The Federal Reserve has earned $14 billion of profits on its hundreds of billions of dollars of loans during the financial crisis.
That’s according to the Fed’s internal estimate, obtained by the Financial Times.
That estimate represents the difference between the fees and interest payments the Fed garnered from its loans and the interest payments it would have received if it had invested in three-month Treasury bills instead.
The Fed’s calculations cover the full two years of the credit crisis.
The way it shakes out is that the Fed chalked up $19 billion in income from interest payments and fees charged to banks and investors that borrowed its money during the meltdown.
If the Fed had put its money into T-bills, it would have received $5 billion.
The Fed wasn’t the only government body to make money off the financial crisis.

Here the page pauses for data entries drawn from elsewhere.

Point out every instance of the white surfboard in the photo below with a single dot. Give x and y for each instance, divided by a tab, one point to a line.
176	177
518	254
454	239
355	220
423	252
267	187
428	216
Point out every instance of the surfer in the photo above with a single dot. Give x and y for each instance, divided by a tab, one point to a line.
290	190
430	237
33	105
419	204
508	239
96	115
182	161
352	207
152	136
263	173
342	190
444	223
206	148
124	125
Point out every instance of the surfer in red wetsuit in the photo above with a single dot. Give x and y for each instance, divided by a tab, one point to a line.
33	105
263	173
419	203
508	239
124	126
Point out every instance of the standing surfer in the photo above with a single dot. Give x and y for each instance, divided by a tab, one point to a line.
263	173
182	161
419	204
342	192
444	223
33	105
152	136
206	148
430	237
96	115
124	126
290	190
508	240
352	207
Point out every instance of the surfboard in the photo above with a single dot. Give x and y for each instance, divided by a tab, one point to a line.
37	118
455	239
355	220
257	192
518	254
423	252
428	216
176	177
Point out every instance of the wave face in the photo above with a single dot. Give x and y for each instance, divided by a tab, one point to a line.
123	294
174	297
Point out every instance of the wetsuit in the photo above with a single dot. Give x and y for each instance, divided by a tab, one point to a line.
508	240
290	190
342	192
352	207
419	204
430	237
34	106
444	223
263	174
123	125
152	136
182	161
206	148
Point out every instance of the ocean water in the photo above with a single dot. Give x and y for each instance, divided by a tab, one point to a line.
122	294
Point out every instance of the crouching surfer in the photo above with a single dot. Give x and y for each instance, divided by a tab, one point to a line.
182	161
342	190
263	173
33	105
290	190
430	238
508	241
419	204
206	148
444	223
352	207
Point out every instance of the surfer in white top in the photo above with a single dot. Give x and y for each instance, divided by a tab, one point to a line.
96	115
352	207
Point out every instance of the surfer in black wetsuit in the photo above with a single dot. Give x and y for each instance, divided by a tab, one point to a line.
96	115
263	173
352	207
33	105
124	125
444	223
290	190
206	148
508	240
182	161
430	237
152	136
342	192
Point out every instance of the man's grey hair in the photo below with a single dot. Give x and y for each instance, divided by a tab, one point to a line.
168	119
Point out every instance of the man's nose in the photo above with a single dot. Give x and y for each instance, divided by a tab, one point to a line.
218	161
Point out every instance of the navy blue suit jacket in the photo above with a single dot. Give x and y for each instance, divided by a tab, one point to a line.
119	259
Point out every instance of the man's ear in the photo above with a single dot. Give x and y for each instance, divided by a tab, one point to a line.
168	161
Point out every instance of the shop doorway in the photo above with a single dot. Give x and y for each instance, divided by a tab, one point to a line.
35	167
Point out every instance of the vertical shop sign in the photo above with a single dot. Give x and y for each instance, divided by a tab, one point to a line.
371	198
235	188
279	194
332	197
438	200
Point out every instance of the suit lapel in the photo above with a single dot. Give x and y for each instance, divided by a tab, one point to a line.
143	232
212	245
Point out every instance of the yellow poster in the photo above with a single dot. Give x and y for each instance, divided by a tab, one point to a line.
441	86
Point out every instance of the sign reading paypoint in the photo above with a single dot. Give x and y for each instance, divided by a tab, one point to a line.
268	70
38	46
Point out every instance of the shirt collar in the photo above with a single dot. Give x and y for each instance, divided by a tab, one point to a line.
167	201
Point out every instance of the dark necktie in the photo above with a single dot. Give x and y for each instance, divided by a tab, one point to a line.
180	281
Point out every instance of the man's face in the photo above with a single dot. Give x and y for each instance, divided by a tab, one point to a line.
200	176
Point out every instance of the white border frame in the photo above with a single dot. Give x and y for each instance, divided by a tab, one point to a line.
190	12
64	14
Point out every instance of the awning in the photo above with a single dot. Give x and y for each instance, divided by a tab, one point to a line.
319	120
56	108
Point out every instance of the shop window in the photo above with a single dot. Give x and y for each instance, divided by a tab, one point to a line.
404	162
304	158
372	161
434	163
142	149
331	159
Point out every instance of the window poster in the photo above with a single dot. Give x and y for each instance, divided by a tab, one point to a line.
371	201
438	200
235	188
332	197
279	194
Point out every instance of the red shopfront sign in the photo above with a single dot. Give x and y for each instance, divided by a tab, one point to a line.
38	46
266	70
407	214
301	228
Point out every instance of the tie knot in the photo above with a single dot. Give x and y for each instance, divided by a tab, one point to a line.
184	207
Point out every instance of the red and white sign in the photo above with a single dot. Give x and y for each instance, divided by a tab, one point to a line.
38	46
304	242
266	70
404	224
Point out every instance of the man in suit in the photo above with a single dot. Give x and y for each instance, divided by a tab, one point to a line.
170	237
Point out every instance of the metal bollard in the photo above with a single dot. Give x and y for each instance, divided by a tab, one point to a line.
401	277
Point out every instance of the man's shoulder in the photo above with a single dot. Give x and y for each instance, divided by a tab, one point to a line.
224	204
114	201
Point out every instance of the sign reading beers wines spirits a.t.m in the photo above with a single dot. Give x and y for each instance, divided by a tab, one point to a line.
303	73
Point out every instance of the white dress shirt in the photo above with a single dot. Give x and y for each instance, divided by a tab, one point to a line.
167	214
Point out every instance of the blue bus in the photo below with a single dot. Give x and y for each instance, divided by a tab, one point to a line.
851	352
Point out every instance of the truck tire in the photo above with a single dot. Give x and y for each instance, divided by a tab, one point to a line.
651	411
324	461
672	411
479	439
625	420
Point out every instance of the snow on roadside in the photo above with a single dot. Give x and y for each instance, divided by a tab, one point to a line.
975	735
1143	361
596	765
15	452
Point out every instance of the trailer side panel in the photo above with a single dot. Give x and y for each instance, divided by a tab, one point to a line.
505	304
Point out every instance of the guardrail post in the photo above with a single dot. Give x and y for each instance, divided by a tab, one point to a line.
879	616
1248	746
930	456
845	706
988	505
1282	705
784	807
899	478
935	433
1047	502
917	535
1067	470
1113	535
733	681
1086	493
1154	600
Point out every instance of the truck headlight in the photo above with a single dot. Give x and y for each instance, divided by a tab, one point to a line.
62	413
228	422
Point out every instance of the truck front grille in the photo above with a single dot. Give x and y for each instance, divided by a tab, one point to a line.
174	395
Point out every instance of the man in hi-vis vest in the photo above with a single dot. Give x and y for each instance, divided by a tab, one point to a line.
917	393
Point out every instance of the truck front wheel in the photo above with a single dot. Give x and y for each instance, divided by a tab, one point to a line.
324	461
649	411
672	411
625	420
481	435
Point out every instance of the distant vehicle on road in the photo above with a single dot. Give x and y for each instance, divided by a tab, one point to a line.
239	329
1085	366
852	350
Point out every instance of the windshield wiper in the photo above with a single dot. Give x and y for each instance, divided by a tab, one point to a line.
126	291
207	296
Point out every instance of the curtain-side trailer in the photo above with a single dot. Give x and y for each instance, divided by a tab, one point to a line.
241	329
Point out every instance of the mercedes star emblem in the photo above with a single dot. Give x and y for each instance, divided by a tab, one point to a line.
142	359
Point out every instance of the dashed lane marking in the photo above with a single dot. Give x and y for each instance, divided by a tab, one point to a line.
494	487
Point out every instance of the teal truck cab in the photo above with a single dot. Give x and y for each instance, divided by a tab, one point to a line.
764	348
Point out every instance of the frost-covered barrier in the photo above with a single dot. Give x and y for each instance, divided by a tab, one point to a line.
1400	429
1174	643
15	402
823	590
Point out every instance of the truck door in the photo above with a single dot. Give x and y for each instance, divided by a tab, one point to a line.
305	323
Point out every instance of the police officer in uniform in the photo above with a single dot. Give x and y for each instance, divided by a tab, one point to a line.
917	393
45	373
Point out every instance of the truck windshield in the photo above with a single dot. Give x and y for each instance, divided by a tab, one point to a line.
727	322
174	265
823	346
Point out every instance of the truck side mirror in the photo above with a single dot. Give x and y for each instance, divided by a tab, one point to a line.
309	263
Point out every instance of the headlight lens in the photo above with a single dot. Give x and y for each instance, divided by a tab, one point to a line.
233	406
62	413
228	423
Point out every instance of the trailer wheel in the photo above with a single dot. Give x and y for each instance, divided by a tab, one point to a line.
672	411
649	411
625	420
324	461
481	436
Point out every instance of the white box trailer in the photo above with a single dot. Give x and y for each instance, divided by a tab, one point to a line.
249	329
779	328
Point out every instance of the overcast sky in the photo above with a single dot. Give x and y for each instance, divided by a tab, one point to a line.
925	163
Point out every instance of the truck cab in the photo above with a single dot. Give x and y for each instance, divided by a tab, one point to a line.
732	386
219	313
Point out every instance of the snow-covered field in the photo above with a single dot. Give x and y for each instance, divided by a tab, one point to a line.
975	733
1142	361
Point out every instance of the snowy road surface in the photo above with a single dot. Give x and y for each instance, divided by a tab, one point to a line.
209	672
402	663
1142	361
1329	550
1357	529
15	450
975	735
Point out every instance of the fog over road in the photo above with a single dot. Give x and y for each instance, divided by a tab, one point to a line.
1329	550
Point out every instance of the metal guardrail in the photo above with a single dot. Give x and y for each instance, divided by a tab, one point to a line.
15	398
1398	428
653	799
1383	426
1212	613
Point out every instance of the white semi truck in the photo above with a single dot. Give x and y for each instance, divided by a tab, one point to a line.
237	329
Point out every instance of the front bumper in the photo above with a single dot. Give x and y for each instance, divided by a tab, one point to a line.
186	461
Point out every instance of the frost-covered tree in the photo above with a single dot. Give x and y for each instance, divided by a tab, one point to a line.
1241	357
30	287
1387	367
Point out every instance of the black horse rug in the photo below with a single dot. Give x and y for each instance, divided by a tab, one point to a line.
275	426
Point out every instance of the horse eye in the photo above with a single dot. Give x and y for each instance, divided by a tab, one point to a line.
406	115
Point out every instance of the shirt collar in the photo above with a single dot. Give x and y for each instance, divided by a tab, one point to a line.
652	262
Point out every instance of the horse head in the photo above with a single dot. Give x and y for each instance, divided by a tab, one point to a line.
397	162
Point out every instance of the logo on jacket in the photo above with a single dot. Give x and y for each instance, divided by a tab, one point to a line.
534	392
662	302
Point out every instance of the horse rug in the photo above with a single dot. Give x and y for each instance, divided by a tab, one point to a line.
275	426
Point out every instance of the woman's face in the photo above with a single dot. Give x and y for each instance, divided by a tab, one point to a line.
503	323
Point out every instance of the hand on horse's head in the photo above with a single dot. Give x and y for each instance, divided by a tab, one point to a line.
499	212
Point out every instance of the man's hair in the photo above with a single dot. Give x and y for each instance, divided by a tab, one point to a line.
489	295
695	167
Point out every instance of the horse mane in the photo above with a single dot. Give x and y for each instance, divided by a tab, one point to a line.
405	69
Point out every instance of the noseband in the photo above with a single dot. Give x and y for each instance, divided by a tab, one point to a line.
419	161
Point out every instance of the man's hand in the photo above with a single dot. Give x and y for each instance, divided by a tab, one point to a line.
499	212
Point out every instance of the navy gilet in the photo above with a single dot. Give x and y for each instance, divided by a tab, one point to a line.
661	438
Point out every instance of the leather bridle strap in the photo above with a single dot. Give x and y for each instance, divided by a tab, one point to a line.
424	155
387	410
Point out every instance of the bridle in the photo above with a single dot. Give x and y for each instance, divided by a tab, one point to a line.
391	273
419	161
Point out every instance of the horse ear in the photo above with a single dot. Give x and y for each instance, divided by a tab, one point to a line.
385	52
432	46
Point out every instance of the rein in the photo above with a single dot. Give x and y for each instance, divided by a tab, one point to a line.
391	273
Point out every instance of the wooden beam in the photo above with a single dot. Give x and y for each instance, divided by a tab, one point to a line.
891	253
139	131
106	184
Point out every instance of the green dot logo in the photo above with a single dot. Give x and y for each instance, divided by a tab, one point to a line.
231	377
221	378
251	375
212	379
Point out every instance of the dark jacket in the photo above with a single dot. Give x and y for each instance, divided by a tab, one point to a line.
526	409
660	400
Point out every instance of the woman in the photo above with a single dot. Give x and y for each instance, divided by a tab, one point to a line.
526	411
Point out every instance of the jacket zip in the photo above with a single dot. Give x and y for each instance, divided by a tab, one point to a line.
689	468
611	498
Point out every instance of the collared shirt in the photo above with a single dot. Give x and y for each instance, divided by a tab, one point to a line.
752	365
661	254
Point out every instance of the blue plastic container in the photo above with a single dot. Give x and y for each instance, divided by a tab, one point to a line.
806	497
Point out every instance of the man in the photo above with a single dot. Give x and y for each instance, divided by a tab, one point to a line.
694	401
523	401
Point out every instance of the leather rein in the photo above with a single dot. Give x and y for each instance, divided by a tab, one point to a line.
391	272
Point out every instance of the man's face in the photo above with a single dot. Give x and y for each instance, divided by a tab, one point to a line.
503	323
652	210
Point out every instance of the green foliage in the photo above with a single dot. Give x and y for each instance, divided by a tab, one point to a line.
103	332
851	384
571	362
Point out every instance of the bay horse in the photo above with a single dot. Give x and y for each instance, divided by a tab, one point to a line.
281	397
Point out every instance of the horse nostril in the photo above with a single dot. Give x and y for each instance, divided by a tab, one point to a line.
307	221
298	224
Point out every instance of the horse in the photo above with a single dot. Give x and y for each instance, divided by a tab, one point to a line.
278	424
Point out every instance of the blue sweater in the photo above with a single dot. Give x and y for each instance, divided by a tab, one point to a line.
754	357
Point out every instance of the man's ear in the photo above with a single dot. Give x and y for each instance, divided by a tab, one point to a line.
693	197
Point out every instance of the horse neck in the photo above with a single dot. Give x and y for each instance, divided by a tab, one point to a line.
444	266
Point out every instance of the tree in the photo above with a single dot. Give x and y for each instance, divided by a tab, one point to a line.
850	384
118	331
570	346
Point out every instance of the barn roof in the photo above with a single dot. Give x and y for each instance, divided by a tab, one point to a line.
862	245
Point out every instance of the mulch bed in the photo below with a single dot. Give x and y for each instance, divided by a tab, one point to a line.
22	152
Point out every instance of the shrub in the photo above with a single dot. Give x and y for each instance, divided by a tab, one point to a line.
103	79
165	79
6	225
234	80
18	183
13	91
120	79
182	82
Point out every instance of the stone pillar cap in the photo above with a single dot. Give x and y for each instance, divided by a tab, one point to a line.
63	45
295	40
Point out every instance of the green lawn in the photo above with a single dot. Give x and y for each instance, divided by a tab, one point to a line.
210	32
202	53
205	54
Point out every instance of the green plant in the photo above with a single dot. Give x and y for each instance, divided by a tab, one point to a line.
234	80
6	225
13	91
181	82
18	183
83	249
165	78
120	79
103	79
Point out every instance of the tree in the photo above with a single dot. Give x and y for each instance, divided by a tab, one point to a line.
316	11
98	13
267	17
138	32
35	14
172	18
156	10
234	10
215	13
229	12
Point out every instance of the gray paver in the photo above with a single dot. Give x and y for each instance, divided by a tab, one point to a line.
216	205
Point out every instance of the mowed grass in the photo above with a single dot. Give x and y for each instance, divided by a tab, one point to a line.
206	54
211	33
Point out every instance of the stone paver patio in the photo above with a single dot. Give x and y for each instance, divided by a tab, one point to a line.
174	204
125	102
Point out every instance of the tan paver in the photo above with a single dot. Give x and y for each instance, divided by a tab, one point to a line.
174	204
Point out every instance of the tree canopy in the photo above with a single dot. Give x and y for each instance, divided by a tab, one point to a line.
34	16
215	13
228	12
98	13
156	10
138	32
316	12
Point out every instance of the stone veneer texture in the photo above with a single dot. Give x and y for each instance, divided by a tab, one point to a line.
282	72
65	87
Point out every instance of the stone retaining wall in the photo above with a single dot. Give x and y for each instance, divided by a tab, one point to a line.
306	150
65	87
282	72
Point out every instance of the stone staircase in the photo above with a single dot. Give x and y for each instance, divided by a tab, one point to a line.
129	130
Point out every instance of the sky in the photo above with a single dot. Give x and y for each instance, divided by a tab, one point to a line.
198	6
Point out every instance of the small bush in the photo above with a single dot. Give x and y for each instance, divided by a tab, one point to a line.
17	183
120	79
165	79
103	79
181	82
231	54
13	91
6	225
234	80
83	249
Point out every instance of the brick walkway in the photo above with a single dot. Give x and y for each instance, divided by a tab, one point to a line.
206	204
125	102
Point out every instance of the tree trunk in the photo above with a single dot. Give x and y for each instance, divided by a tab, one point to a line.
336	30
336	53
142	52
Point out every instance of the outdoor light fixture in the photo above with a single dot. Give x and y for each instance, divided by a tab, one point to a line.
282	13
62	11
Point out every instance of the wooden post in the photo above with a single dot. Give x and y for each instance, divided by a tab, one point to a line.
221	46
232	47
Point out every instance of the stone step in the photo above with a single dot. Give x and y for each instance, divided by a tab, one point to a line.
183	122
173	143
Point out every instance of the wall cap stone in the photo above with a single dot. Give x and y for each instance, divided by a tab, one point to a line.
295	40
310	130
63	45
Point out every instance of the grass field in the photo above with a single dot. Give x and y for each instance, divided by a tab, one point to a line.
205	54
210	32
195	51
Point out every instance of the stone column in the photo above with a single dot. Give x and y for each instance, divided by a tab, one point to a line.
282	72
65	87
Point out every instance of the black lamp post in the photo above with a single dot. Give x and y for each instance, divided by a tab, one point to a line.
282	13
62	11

The Treasury has made about $4 billion off the investments it made into failing banks, according to The New York Times.
Those profits came from banks that fully repaid the money they received from the Troubled Asset Relief Program (TARP).
On an annualized basis, the $4 billion amounts to a 15 percent return, one that would make even Warren Buffett (not to mention Bernie Madoff) proud.
That profit will certainly please the public.
“The taxpayers want their money back, and they want the government out of our banking business,” Rep. Jeb Hensarling, R-Tex., told The New York Times.